Chapter 38 – Cardiac Tissue Engineering

2014 
In the developed world, cardiovascular disease is responsible for the loss of more human lives than all cancers combined. Due to the minimal intrinsic ability of the adult heart to regenerate itself following injury, myocardial infarction (MI) results in rapid death of hundreds of millions of cardiomyocytes (CMs), and vigorous inflammatory response. Over subsequent weeks to months, fibroblasts (FBs) and endothelial cells (ECs) form granulation tissue and a dense collagenous scar that reduces the contractile function of the heart and leads to a pathological remodeling and, in many cases, heart failure. Adult CMs are terminally differentiated, and thus it is not possible to expand them to sufficient numbers starting from small cardiac biopsies.
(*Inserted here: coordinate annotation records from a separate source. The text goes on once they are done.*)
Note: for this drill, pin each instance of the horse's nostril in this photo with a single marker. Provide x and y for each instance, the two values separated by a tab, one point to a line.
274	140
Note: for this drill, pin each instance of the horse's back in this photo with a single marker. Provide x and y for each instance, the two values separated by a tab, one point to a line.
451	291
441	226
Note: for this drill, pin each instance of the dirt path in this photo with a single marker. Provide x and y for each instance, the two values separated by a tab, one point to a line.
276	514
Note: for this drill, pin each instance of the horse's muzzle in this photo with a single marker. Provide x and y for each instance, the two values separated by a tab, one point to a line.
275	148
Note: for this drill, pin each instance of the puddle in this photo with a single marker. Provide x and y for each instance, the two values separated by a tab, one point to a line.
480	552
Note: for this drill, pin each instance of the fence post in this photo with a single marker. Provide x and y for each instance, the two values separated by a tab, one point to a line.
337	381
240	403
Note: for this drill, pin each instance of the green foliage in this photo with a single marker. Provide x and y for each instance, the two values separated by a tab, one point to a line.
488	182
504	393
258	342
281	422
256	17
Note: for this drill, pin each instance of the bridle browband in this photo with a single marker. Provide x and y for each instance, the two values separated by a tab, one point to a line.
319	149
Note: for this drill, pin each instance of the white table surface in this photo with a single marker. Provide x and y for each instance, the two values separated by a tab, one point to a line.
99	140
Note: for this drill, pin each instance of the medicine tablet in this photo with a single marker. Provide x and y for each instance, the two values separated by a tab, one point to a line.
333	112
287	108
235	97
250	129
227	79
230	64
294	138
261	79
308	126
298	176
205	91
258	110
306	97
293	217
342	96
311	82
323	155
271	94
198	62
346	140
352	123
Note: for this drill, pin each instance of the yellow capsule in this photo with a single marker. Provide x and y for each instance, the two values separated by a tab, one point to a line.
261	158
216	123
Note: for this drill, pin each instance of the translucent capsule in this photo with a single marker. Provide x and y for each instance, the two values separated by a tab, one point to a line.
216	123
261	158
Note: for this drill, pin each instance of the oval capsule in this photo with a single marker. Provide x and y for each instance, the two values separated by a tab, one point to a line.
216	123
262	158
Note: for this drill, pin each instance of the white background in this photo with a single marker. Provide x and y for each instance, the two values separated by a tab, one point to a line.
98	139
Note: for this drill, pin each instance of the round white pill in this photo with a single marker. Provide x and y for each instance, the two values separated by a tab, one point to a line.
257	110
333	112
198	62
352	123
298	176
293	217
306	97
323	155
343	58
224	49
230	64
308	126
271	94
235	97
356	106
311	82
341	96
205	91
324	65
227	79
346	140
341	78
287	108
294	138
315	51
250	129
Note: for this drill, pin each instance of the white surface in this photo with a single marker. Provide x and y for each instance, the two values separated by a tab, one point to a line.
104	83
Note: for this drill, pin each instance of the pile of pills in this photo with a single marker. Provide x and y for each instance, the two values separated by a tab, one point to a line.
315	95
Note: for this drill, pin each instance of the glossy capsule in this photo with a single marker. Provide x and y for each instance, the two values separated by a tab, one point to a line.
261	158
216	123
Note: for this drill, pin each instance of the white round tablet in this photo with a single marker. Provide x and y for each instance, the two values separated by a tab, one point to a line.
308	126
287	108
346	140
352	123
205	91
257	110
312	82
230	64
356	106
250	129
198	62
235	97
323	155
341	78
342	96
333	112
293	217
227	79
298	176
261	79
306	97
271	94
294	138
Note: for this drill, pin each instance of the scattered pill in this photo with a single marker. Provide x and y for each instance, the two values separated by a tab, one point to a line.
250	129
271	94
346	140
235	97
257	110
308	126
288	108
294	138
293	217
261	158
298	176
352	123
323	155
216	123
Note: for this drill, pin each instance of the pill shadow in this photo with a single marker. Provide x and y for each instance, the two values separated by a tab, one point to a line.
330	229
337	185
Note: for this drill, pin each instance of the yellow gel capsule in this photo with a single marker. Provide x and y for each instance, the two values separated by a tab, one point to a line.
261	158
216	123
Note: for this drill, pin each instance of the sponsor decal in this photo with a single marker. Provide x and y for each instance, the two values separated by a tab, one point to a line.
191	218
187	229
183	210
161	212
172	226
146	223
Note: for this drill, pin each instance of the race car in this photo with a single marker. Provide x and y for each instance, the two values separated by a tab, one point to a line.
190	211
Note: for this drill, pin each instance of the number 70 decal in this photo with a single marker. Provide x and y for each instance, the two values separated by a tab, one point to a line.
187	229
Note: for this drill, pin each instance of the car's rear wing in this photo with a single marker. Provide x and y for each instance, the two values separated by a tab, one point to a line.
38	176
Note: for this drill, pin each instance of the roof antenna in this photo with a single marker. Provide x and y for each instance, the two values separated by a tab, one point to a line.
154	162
Current clinical trials focus on cell replacement through application of bone marrow mesenchymal stem cells, peripheral blood mononuclear cells, or resident cardiac cells. Most of these cell types have no intrinsic ability to give rise to a large number of CMs; instead they improve function through paracrine effects. Additionally, cells can be applied alone or in combination with different types and forms of biomaterials (e.g., hydrogels, scaffolds). An appropriate combination of a biomaterial, cell type, delivery method and requirements for tissue culture prior to implantation will depend on the specific type of heart disease and patient population. Here we provide design criteria for the generation of functional cardiac patches, and discuss different biomaterials and cell types used during the tissue engineering process.